Remarks
William J. Burns
Deputy Secretary
Dean Acheson Auditorium
Washington, DC
September 21, 2011


[See photos of this event]

Thank you, Carmen. I truly am honored to be with all of you today in celebration of Hispanic Heritage Month and to introduce our guest speaker, María Elena Salinas.

I am delighted to have this chance to honor the achievements of the 50 million Hispanics who live in the United States today, and the Latin culture from Santiago to South Beach that enriches all of our lives.

As someone who, nearly thirty years ago, entered a State Department far less diverse than the one we have today, it is a special pleasure to recognize the over 1,000 Hispanic Americans now working here, not to mention the thousands more across the federal government. In the State Department, this includes top officials like Undersecretary of State Maria Otero, Assistant Secretary Jose Fernandez, and Special Envoy for Energy Affairs Carlos Pascual. It includes civil rights heroes-turned-Ambassadors Raúl Yzaguirre in the Dominican Republic, Vilma Martínez in Argentina, and Carmen Lomellin, our Ambassador to the Organization of American States.

And it includes Foreign Service, Civil Service, and locally employed U.S. citizens of Hispanic heritage who are representing the United States with great distinction and advancing American diplomacy each and every day around the world.

All through our national life—in government, the private sector and civil society—people of Hispanic ancestry are building bridges to countries throughout Latin America and the Caribbean.
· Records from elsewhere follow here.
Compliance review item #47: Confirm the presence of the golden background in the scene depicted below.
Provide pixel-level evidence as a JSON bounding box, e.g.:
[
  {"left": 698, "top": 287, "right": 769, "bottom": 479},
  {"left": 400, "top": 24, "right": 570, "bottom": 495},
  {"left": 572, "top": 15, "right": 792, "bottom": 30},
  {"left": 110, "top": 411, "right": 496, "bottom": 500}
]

They are helping to construct the prosperous and secure hemisphere that people throughout the Americas want and deserve, and that represents the highest goal of U.S. policy in the region.

We are determined to have a Department that represents and reflects America and makes the most of the talents of all of our citizens. I want to thank the Hispanic Employees Council of Foreign Affairs Agencies for all of your work: the mentoring, the counseling, and the campus and career fair visits to find the best and brightest and bring them here to serve our country. You haven’t just heeded the call for a more diverse State Department, you have led the charge.

We believe in the importance of Latin America and the Caribbean and we believe in the power of proximity. I took my first visit as Deputy Secretary of State in August to Mexico. And, in less than two months on the job, I have also visited Peru and Chile and met with foreign ministers from throughout the Americas. As I saw again on my visits, this is a region on the rise, full of promise for its people and for American diplomacy. And so we have made it a high priority to increase our political, security, economic, educational, and cultural ties with all of the people and nations of this Hemisphere.

Together, we are working to put forward a broad, positive agenda that offers rights, freedoms, security, justice, social inclusion, and economic prosperity. In a generation, the Americas have transformed from an exception to democratic progress to a powerful example of it. Where we see democracy under threat, we are working with the countries of the region to strengthen it. And where we see democracy taking hold, we are helping to consolidate it and ensure that it delivers results for its people.

As Secretary Clinton likes to say, diversity is one of America’s great sources of strength. We want to celebrate it, but more than that, we want to put it to work. And so we have. The Hispanic Diaspora’s broad and deep connections to Latin America have helped bring Americans more closely together and will help advance our shared goals for the peoples of the Americas.

When you consider the Hispanics of all professions who are building bridges to their ancestral homelands—sending remittances and offering an example of what America has to offer— you quickly realize that our Ambassadors at the State Department are just some of the many ambassadors who represent the very best of our society.

Today we welcome one such ambassador, Univision Network Anchor María Elena Salinas, to the State Department. And we thank her for helping us to highlight Hispanic Heritage Month with her story. Ms. Salinas has been called “the voice of Hispanic America” by the New York Times, and has often been named one of the “Most Influential Hispanics” in the United States. We are delighted to have her with us today.

This is a woman who, for years, has been helping Hispanics succeed in this country and helping them stay connected with current events in their countries of family origin. She has interviewed every U.S. President since Jimmy Carter and has been face to face with dozens of Latin American heads of state, rebel leaders, and dictators. In 2007, she made history co-hosting the first ever Democratic and Republican presidential candidate forums in Spanish on the Univision Network. Her work has earned her four Emmys and many other awards.

Today, Ms. Salinas is the official spokesperson for “Ya es Hora” (It’s Time), a national citizenship and civic engagement campaign that won a prestigious Peabody Award for helping motivate Hispanics to participate in the American political dialogue. She launched a scholarship for aspiring Hispanic journalists working in Spanish-language media. She is a founding member of the National Association of Hispanic Journalists and sits on the board of the Hispanic Scholarship Fund and the International Women’s Media Foundation.

She introduces the news to millions of people, and today I am delighted to introduce her to you. Please join me in welcoming Univision News Anchor María Elena Salinas.